On Thu, Nov 21, 2013 at 1:02 PM, Greg Ewing <greg.ewing@canterbury.ac.nz> wrote:
martin@v.loewis.de wrote:
Package authors would have to create multiple binary releases of
the same modules for Windows, and upload them to PyPI. pip would have
to learn to download the right one, depending on what build of Python
2.7 is running.

Is that much different from package authors having to
release binaries for different versions of Python,
if they want to support older versions?

or a better analogy -- both 32 and 64 bit versions -- same python version, different binary compatibility

and really exactly like the OS-X situation: one for OS-X version 10.3+ (ppc and intel32) and one for 10.6+(intel32+64).

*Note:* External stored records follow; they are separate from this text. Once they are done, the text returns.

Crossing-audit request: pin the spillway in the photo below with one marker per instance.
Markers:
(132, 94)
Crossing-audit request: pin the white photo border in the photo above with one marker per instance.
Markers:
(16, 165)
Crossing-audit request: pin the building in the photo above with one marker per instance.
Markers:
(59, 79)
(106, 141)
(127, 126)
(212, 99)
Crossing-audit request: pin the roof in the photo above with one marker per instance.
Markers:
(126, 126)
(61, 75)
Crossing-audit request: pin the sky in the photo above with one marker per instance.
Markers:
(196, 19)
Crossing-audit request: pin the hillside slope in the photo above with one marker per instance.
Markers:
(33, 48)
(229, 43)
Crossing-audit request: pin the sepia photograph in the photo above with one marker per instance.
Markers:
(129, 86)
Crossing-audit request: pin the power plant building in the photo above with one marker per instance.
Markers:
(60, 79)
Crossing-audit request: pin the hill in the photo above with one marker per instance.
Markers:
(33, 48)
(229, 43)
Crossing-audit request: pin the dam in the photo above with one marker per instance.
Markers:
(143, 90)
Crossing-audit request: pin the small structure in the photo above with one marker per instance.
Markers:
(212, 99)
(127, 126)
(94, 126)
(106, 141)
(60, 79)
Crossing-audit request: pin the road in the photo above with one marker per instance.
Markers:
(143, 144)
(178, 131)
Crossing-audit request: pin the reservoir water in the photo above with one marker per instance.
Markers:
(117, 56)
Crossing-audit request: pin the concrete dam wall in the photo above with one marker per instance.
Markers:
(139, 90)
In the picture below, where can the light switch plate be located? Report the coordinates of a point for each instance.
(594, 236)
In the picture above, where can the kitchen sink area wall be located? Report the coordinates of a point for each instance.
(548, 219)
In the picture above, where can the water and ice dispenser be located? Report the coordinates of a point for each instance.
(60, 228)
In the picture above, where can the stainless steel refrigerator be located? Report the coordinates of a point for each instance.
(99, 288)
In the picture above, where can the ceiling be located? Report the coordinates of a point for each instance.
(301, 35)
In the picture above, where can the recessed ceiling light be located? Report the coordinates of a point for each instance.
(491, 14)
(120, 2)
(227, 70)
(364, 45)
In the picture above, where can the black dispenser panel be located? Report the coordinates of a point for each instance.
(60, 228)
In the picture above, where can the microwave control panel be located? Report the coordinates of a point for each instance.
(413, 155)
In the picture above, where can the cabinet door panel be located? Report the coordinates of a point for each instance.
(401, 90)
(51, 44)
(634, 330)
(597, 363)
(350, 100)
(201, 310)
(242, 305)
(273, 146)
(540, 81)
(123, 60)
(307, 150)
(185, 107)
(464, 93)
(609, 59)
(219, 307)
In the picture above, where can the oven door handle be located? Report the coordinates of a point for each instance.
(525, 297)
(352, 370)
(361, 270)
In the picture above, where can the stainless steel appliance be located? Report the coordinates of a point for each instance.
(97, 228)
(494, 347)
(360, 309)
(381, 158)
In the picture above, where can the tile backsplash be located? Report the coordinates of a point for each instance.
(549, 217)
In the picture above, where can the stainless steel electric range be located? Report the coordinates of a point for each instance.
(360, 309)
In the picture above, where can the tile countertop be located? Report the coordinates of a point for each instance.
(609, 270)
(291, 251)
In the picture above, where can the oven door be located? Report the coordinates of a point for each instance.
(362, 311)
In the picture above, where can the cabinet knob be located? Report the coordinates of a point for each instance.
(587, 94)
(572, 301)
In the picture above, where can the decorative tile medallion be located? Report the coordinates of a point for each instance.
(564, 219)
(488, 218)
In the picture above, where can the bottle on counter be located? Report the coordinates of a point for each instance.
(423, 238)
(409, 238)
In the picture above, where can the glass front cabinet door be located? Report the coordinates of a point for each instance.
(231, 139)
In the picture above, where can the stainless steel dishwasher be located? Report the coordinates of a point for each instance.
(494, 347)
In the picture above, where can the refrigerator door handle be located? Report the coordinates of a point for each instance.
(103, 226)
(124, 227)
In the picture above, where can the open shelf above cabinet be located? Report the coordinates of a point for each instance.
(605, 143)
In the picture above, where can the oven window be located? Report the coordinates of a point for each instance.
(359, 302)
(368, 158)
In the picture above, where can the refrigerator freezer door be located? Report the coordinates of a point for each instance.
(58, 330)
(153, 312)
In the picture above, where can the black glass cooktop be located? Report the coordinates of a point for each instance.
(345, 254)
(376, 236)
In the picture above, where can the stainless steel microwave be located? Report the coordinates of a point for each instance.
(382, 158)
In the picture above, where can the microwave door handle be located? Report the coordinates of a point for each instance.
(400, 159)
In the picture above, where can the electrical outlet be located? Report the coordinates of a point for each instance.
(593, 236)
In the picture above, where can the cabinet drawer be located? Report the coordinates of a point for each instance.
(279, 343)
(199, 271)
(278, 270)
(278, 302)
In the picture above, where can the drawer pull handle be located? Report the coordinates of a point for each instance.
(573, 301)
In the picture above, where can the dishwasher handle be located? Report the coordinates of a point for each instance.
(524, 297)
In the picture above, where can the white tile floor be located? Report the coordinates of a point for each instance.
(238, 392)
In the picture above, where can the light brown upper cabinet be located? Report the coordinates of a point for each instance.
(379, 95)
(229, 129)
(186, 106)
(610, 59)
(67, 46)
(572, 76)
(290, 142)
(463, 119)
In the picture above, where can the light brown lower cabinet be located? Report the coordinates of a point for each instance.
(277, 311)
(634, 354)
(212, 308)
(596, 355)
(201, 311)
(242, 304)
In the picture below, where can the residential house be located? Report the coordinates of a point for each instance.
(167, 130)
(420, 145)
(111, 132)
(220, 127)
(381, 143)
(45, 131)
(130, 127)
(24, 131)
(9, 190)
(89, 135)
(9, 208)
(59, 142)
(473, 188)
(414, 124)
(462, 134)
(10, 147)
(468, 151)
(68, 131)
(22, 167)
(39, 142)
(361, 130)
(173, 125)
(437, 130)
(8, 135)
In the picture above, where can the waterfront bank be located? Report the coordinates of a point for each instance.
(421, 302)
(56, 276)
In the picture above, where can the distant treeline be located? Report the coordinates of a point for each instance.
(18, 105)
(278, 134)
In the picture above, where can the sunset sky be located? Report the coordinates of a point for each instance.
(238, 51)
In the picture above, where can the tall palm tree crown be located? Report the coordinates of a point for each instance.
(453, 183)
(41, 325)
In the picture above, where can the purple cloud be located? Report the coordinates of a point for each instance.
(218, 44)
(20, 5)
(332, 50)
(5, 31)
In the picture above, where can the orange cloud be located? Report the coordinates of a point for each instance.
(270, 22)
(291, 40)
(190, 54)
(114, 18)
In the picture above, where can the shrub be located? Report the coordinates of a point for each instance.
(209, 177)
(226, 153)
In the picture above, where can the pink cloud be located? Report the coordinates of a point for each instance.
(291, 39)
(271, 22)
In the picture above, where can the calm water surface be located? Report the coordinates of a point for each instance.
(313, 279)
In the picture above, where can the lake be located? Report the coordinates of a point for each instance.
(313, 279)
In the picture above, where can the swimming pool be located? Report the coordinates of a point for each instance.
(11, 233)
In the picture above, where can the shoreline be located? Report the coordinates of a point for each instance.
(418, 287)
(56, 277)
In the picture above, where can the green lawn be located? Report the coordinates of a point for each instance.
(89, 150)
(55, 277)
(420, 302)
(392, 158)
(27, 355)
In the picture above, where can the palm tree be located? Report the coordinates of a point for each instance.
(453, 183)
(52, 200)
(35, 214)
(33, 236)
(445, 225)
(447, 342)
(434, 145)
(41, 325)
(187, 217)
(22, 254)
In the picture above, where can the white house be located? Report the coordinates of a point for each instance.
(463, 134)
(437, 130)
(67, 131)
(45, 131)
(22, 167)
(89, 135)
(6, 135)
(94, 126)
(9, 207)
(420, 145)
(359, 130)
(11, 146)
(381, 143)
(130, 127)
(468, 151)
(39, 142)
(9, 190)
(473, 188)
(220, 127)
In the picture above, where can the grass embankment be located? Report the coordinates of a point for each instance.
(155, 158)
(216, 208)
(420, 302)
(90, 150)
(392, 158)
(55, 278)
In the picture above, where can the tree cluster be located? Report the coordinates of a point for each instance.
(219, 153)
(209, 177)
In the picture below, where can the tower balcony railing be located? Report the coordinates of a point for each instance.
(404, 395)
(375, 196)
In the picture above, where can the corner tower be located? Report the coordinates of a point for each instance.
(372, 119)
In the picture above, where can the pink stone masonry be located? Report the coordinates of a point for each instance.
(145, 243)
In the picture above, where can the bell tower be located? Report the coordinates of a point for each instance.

In both cases, users need to know what they have installed, and be careful that they use a matching binary extension when they grab one.

And we are in process of having PyPi and pip do the right thing with wheels.

I think the "only" added complication is that a 64bit cpython built with VS2008 and and one built with VS2010 would look exactly the same to both the user and the linker (i.e. python27.dll would be different, but still link).

So it would be helpful if we could:

- Have a file naming scheme so people know what they are getting for both the python binary and extension binaries.

 - Have a wheel naming and identifying scheme that also makes that distinction.

 - Probably have a dll naming scheme that makes the distinction as well, so if the above two checks fail, users will get a clear failure at runtime, rather than a buggy success.